The Remark interface is nice and clean only it’s choosing a black motif instead of white.
I haven’t used Remark since the rebrand so I asked Taylor Hou, one of the brains behind Remark, a few questions about the rebrand after First Cut Pro.
When and why did the service change from First Cut Pro to Remark?
We rebranded on Feb 1st, 2014 - we did it because although non industry people got an idea very quickly about what industry we were in (video), we didn’t gain any benefit with industry professionals as we were too similar to final cut pro. It even hurt us in some shops that had die hard avid/premiere users who wouldn’t touch anything that reminded them of fcp.
Remark also happens to be a very versatile word that until we came across it, we simply didn’t have a better compelling alternative to firstcutpro for a while.
Are there any new or unique features in Remark that other competitors don’t have?

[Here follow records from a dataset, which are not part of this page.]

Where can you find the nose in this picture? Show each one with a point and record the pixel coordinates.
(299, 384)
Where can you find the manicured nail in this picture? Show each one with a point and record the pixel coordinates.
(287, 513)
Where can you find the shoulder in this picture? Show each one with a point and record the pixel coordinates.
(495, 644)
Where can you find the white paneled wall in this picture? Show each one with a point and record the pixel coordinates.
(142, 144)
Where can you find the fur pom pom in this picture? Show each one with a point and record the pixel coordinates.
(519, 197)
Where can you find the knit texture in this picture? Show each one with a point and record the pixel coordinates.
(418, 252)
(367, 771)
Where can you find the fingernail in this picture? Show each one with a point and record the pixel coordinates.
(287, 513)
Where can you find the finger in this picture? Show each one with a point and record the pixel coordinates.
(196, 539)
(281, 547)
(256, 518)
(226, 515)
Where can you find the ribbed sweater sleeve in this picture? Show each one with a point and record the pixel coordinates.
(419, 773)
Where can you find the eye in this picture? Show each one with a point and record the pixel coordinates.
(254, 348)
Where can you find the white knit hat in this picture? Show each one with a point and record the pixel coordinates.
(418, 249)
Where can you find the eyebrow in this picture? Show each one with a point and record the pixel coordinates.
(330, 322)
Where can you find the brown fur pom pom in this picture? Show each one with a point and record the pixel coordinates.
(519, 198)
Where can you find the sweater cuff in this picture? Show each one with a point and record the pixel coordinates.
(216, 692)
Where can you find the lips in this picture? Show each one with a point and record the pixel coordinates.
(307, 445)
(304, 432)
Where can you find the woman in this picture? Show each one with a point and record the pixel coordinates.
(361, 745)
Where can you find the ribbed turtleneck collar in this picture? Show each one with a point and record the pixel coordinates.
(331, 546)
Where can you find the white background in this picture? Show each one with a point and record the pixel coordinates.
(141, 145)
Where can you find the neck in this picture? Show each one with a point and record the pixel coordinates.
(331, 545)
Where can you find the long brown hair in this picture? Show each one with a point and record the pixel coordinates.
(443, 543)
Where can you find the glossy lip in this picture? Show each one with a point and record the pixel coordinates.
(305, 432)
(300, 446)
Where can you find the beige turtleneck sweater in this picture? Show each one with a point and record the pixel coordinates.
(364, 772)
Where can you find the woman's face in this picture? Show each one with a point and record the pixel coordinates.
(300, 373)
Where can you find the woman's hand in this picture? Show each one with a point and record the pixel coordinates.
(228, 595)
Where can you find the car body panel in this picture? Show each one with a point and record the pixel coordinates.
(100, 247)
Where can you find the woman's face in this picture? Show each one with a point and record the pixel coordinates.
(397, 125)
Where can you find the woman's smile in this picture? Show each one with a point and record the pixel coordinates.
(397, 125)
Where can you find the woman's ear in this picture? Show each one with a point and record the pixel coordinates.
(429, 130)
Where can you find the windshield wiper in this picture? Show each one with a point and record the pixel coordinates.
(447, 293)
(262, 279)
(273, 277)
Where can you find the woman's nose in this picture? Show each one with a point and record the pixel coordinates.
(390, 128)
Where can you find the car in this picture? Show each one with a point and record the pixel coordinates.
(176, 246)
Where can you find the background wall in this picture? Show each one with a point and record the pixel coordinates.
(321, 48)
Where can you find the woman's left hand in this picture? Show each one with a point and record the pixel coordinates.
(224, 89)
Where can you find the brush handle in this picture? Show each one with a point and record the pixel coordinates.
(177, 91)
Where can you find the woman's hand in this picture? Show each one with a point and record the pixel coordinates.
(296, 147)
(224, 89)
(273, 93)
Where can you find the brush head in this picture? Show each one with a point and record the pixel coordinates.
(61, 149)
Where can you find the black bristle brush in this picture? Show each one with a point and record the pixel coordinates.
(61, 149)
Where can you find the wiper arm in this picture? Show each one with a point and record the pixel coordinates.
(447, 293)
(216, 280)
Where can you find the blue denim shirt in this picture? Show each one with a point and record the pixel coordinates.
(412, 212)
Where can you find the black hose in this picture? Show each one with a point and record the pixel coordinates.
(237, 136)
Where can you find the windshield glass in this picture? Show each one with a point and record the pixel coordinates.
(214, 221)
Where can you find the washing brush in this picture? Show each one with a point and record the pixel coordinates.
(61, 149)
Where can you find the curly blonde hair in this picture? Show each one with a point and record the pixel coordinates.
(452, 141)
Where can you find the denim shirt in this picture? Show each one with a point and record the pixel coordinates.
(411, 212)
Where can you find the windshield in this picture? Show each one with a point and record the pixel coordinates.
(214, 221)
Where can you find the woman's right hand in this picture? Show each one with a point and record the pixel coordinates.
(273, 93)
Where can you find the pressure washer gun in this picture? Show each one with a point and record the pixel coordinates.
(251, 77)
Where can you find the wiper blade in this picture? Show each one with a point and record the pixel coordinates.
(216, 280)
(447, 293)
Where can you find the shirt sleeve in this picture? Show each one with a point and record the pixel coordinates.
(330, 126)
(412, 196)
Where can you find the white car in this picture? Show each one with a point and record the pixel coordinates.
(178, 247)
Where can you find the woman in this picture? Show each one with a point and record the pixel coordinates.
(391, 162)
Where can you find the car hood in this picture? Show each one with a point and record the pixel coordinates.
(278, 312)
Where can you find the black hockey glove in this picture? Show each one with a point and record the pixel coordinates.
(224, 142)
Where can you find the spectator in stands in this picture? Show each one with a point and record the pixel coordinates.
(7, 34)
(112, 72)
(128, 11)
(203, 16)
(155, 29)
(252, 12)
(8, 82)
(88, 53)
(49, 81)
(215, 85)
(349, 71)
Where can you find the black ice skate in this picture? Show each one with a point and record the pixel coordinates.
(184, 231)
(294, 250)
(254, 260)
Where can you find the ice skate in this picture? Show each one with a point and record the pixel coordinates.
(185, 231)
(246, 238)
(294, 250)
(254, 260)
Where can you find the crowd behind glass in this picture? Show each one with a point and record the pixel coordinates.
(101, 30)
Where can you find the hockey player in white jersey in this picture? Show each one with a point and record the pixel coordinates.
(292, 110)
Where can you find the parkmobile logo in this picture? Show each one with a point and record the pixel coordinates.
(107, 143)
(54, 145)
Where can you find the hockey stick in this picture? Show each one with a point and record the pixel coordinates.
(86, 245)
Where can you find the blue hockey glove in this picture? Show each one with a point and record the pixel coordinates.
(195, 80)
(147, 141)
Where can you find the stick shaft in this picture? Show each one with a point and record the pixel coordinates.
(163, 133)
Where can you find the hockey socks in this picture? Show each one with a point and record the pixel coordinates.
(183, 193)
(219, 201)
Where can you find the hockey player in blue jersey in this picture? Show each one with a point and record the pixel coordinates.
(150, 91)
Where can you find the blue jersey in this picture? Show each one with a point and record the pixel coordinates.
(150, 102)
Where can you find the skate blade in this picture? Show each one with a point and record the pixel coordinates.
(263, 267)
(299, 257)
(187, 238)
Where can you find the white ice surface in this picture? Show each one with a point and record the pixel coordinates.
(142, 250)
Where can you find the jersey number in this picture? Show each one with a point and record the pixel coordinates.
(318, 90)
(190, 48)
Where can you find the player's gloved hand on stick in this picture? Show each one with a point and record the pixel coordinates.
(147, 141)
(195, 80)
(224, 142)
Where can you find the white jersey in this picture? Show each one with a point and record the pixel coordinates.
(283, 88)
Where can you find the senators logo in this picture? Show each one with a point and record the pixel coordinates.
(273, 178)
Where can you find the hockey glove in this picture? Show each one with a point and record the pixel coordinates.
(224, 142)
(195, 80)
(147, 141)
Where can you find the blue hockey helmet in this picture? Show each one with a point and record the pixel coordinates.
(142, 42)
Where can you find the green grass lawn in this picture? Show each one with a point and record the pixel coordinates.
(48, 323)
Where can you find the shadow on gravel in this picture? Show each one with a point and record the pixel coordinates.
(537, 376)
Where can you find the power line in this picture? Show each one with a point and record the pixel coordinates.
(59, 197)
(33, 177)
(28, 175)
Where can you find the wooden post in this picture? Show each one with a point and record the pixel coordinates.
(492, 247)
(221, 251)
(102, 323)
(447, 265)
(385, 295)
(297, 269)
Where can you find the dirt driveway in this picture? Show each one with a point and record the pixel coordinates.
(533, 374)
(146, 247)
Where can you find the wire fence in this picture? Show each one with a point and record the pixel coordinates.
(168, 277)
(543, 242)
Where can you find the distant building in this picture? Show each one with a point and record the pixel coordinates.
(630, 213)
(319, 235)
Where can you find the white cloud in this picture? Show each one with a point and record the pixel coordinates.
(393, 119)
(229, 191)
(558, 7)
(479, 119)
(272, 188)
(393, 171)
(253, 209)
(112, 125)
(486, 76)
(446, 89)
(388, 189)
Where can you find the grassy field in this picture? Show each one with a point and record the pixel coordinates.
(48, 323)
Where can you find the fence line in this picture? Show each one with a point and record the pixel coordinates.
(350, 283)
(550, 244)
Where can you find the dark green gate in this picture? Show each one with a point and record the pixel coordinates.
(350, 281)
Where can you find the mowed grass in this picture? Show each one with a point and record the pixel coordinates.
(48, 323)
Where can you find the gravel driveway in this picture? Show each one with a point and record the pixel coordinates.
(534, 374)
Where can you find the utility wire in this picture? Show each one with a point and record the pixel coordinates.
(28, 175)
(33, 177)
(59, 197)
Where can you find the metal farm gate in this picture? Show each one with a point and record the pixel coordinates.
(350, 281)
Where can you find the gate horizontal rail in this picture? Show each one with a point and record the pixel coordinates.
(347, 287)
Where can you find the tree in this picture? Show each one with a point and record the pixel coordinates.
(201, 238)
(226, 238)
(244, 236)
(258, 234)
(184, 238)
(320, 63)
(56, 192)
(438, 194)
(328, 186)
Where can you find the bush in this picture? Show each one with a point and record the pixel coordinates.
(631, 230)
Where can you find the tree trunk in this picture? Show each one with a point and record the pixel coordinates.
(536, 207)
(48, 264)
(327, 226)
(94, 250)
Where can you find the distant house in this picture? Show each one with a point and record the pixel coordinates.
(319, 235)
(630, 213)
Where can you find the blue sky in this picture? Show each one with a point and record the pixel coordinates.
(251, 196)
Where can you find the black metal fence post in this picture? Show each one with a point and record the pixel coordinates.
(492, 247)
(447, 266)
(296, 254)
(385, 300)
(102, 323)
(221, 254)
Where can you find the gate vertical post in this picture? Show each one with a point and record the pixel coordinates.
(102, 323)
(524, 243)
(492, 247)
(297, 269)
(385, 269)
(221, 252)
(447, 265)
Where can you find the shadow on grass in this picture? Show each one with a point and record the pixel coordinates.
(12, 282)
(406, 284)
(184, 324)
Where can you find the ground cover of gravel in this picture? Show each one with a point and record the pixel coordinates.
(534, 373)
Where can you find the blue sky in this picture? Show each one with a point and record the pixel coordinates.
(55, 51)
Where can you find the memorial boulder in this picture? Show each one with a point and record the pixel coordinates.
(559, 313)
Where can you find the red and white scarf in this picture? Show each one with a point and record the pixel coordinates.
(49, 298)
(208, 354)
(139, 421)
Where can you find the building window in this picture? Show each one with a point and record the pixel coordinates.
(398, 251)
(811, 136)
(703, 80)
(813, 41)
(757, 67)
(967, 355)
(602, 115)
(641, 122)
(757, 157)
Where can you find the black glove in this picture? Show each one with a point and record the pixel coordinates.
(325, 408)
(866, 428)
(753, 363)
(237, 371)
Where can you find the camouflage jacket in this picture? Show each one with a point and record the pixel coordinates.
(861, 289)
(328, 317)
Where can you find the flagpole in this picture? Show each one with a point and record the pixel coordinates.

From your blog post, Remark has been updated significantly. Primarily in the design department, our easy to use viewing experience for everyone involved in a project makes us a clear choice versus our competitors.
Not requiring users to double pay for storage and double upload is another differentiator that ends up saving time and money. Remark doesn’t have an option for users to upload to our servers. We found that the majority if not all professionals already pay for some type of cloud storage solution such as Dropbox, Box, Vimeo, YouTube, Drive, SkyDrive, Hightail, Copy, Wixia, and the gazillion other options. Why not leverage them and focus on collecting and managing video notes and making them actually useful?
A specific feature professionals always rave about is our ability to have frame accurate viewer sync. This is enabled when at least 2 viewers are in the same virtual viewing room and one can choose to sync with the other viewer. Instantly, they will be in sync and whatever the leader does and sees, the other viewer(s) will see.
No one can touch our autopause experience as it relates to automatically pausing and resuming the video intelligently when you start and finish typing.
Finally, and probably the most powerful feature is our ability to export collected notes as timestamped markers with who said what and what they said all accurate down to the frame and available for AVID, Premiere Pro CC, FCP 7/X, and Autodesk by proxy.
Our next design update is fast approaching and we’re embracing the mantra of mobile first. The future is mobile management of a project and being able to do everything on a phone is going to make things more accessible and convenient. (Attached are some mockups of our v3 design)
That’s a great overview of Remark. I want to try it out myself and see all the updated features from the days when it was First Cut Pro. Remark has several different pricing options as well. The Plus level seems like it would be most useful for editors as in includes data export in NLE friendly formats.